BASIC ASPECTS OF THE FUNCTION OF PRAISE
In order to evaluate the specific social function of praise, it is first necessary to review some basic aspects of the function of praise in the Bible.
Praise is Response
There are two main ways in which praise is response. The first of these ways can be seen in the formal structure of the hymns. As is well-known, the structure of the hymns is two-fold: an imperative call to praise followed by indicative reasons for praise. In the structure of the hymn, praise is response in the sense of being a congregational response to a call to worship. See, for example, Ps 136:1-3:
O give thanks to the Lord, for he is good, for his steadfast love endures forever. O give thanks to the God of gods, for his steadfast love endures forever. O give thanks to the Lord of lords, for his steadfast love endures forever. The first phrase in each verse contains the imperative call to praise; the second phrase contains the reason why such praise should be spoken. It should be noted that the implied setting for the hymns is a cultic setting.

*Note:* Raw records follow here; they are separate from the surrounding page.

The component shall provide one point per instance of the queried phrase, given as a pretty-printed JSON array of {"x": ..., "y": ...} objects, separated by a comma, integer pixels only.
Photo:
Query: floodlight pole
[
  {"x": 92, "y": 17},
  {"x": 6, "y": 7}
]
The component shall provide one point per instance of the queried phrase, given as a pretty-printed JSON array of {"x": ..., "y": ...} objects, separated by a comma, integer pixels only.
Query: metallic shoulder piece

A second way that praise is response can be seen in the songs of thanksgiving. Claus Westermann in particular emphasizes that the song of thanksgiving, which he calls the psalm of declarative praise, is related to the individual lament psalm.7 The lament is prayed from a situation of crisis; the song of thanksgiving is sung in response to God's deliverance of the psalmist from that crisis. In the lament, a recurring element is the vow to praise (the promise that if God will answer the prayer, the psalmist will praise God for that deliverance); in the song of thanksgiving, a recurring element is a recollection of the crisis through which the psalmist has passed.8 For example, in Psalm 116, the psalmist recalls a crisis from which God granted deliverance:
I love the Lord, because he has heard my voice and my supplications. Because he has inclined his ear to me, therefore I will call on him as long as I live. The snares of death encompassed me; the pangs of Sheol laid hold on me; I suffered distress and anguish. Then I called on the name of the Lord: "O Lord, I pray, save my life!" (vv. 14)
Here, praise is response in the sense that it is the thankful response of one whom God has delivered from a situation of crisis. It should be noted that unlike the hymn, the implied life-setting for the song of thanksgiving is not cultic: "Here we recognize the point at which the praise of God in its simplest form is to be found in the midst of the history of God's people as reported in the historical books.... For this form of the praise of God we can say in any case that its origin is not the cult."9 Thus, praise is responsive in two ways-as congregational response to a call to praise and as individual response to help received from God.